Anyway, she went on to wonder why some Ugandan teenagers at 15 years, mostly born into wealthy families, were being treated for depression that early. The conversation went on. I only resisted pointing to the danger of technology among teens because I didn’t want to interrupt and wanted to hear more about “unique income level problems”—or so I thought.
The entire thing got me pondering how no one is untouched by sin. And by sin, I mean not just doing bad things, but the natural inclination to resist God with everything. in us.
Yet for some reason, we for a while convince ourselves that a little more privilege will immunize us from both our broken hearts and a broken world.
And so, as the income-level exposure begins. The privileged teenager in Kampala’s most elite school, exposed to a tablet every holiday, catches a stray TikTok video that launches his lifetime addiction to pornography. His aunties wonder what befell his once innocent personality.
The one who “slept their way to the top” now grows so bored with the privilege and circles she finds herself in, despite her hefty bank balance and influence in the organization.
Or maybe it’s the sudden loneliness many who lied their way to go abroad stumble into, having underestimated their community privilege back home.
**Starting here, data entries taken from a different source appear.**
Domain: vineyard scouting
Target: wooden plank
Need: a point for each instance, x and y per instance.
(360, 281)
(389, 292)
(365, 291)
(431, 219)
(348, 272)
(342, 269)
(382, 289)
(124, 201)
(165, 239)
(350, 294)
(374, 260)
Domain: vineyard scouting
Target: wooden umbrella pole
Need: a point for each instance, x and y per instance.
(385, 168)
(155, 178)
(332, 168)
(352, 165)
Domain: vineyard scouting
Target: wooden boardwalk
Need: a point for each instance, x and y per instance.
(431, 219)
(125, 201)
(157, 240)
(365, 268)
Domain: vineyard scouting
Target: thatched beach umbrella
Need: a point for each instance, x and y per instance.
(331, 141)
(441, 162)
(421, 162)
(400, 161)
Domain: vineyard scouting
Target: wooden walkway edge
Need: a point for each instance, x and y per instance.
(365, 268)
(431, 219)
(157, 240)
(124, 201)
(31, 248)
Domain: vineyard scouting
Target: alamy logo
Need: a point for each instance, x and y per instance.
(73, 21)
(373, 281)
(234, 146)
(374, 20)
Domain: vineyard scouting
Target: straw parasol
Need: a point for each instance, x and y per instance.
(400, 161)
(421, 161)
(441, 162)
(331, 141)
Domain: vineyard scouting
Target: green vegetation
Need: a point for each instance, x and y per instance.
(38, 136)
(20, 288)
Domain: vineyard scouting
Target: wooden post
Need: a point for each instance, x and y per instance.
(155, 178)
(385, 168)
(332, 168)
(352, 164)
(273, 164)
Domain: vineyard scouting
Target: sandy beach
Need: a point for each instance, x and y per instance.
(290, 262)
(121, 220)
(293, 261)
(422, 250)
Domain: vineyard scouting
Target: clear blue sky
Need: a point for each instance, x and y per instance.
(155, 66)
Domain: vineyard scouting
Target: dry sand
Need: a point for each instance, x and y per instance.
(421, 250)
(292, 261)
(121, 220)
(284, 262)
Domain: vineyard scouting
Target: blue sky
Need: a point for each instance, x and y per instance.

A “green pasture” opportunity in a dream global city with no one to talk to.
It appeared to me in that conversation that vanity is wired into everything under the sun, i.e., everything we chase without God, and until we find our true spiritual north, everything on its way will arrive with unique vanities.
The writer of Ecclesiastes was surrounded by “vineyards and great projects” (Ecclesiastes 2:4), commercial ships of Tarshish and his 700 wives, and he had to wade through the emptiness of it all until he summarised,
“Now all has been heard; here is the conclusion of the matter: Fear God and keep his commandments, for this is the duty of all mankind.” (Ecclesiastes 12:13)
In hindsight, we can blame him for not walking the talk, probably because we haven’t considered the only man who perfectly did, Jesus, who now invites us to look to him and escape the trap of thinking we have reached the top, only to realise we are on the wrong building.